En travaillant sur Napoléon, j’ai été particulièrement fasciné par le coup d’État du 18 Brumaire. Ça n’a l’air de rien aujourd’hui, mais il fallait une incroyable force intérieure – ou folie ! – pour risquer de finir sur l’échafaud avec ce coup de force, assez mal préparé à y regarder de plus près. Napoléon joue souvent son destin sur un coup de dés. C’est sans doute le chapitre que j’ai préféré écrire, car Napoléon, qui a conscience de son destin très tôt, sent que les portes sont entrouvertes et fonce tête baissée. C’est cela le vrai génie, à mon avis, l’instinct de l’instant. Quoi qu’on dise de Napoléon, avec le regard d’aujourd’hui parfois désabusé, voire mesquin, sa destinée homérique est fascinante. Il n’est pas nécessaire de l’aimer pour l’admirer.

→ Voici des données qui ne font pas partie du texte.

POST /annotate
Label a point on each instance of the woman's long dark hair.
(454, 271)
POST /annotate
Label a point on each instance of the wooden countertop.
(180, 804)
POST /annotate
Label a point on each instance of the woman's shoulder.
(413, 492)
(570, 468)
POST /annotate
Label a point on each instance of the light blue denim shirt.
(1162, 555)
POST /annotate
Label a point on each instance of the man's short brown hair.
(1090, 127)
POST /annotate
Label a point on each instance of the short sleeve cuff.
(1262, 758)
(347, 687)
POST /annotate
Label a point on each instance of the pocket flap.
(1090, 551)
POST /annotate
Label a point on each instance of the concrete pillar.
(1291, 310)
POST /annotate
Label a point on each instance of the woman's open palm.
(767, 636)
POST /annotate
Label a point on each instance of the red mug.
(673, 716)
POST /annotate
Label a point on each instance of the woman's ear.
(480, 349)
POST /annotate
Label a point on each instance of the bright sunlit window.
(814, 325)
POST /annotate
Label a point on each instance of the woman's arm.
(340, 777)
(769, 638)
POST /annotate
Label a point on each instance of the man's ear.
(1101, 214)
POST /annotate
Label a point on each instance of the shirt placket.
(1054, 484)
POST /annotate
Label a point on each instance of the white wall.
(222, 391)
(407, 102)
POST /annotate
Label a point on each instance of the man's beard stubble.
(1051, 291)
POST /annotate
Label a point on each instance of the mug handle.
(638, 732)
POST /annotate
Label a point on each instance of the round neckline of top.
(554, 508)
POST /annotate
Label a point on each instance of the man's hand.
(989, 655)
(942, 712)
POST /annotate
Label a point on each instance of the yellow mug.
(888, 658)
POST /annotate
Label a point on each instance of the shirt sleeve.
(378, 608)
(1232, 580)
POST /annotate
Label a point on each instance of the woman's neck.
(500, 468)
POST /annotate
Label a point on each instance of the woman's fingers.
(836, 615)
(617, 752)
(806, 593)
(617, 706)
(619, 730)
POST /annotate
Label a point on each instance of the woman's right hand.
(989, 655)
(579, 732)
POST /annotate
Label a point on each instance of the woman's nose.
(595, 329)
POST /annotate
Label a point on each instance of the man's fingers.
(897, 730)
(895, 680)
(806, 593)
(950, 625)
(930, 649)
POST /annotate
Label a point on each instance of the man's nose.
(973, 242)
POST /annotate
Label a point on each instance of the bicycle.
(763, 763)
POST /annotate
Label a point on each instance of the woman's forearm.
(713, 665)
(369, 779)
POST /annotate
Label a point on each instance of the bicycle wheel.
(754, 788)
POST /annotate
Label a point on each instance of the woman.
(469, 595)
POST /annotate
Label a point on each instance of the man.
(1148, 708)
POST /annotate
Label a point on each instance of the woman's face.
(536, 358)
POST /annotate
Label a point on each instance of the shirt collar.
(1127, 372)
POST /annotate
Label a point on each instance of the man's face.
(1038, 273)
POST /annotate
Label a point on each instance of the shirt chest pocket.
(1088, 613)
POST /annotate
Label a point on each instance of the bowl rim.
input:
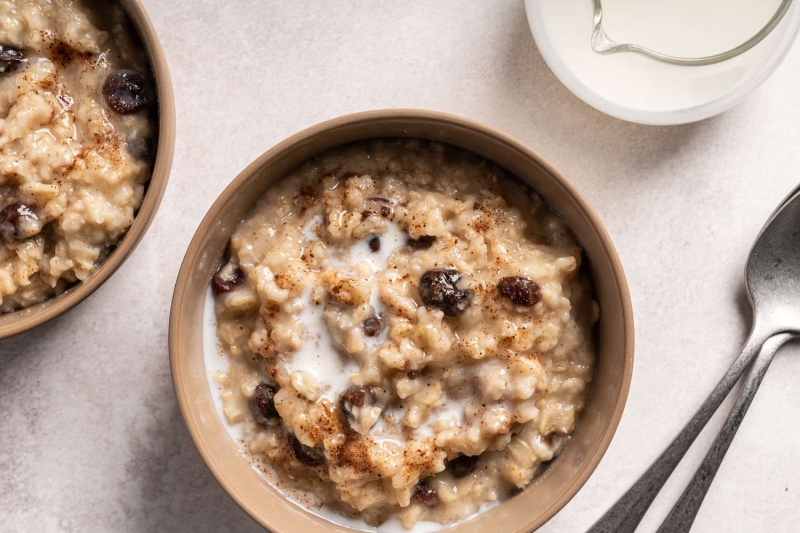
(38, 314)
(195, 251)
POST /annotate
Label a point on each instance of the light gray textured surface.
(90, 434)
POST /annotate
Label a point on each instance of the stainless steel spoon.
(772, 278)
(682, 516)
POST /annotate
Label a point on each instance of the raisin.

► napoleon.org : Moi, Napoléon… Y aurait-il quelque chose de « Napoléon » en vous ?
• Bruno Wennagel (illustrateur) : Je ne pense pas pouvoir me comparer à Napoléon… mais j’espère tout de même qu’il aurait apprécié notre travail s’il avait pu avoir le roman graphique entre les mains !
• Vincent Mottez (auteur) : Ce serait beaucoup dire face à un tel géant… De fait, on a tous en nous quelque chose de Napoléon, ne serait-ce qu’à travers le Code civil et les « masses de granit » qu’il a jetées sur la France et dont nous profitons encore aujourd’hui. Mais, pour ne pas trop esquiver la question, j’aime à croire que, dans notre livre, il y a une part d’audace, en mettant en scène l’Empereur avec ce traité graphique moderne et en se payant le luxe de le faire parler à la première personne. Peut-être que d’outre-tombe, il se rit de la chose en songeant « mes pauvres, vous n’y êtes pas du tout, si vous saviez vraiment… », ou alors, qui sait, il approuve et nous lance : « soldats, je suis content de vous ! »
Cet ouvrage porte le label « 2021 Année Napoléon ».